Influence of Ti substitution on the structure and electrochemical properties of lithium-excess layered manganese based oxide for lithium ion batteries

Abstract

A series of pure solid solution between Li2MO3 and LiNi1/2M1/2O2 (M=Ti, Mn) described as Li5/3Ni1/6Mn5/6-xTixO8/3(0≤x≤5/6) have been successfully prepared. Their hexagonal lattice parameters, a and c, change monotonously with the increase in x value. Tremendous change in their I003/I104 values indicates that Ti substitution causes cation mixing in the solid solution.

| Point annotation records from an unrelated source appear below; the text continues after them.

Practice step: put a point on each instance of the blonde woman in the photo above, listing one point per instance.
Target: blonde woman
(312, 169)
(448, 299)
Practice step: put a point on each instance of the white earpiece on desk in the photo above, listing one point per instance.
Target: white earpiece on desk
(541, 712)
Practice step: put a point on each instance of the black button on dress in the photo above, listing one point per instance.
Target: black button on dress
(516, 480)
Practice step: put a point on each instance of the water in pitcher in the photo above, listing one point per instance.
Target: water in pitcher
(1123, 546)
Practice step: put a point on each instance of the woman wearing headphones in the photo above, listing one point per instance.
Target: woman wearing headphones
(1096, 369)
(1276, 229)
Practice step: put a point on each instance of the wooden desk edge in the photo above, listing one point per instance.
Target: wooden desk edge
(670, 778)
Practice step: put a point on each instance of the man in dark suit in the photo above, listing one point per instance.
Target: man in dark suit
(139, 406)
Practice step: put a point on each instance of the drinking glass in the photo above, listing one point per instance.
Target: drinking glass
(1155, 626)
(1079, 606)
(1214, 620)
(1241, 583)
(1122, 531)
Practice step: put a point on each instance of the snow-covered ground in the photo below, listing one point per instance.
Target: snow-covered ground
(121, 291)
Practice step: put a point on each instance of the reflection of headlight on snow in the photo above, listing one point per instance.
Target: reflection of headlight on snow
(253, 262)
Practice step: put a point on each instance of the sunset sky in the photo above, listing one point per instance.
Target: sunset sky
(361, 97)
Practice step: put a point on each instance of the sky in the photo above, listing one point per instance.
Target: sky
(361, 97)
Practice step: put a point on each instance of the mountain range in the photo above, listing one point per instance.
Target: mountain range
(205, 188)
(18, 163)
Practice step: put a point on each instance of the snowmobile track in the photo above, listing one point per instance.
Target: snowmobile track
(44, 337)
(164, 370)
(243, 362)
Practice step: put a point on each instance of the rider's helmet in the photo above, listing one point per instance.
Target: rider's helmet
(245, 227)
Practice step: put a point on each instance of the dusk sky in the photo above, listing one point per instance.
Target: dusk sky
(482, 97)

The shapes in initial charge curve of solid solutions are similar to each other though charge capacities decrease for x≥4/6. On the other hand, initial discharge curve of the as synthesized solid solution are commonly composed of three plateaus which located at high voltage (>3.5V), low voltage and 2.8V plateau. Well separation of high and low voltage plateau is observed for x>4/6 and lower voltage plateau shifts dramatically to lower potential with increasing x value (3/6≤x≤5/6). Detailed analysis of initial charge/discharge and following reversible capacities indicates that peroxide type species in the solid solution play an important role in electrochemical reaction. It was found that the discharge curves of Li5/3Ni1/6Mn2/6Ti3/6O8/3 maintain its original shape after prolonged cycles, even though it is accompanied with capacity loss. Such behavior might be related with migration of metal ion into Li layer during initial charge process and result in rock salt like structure during prolonged cycling.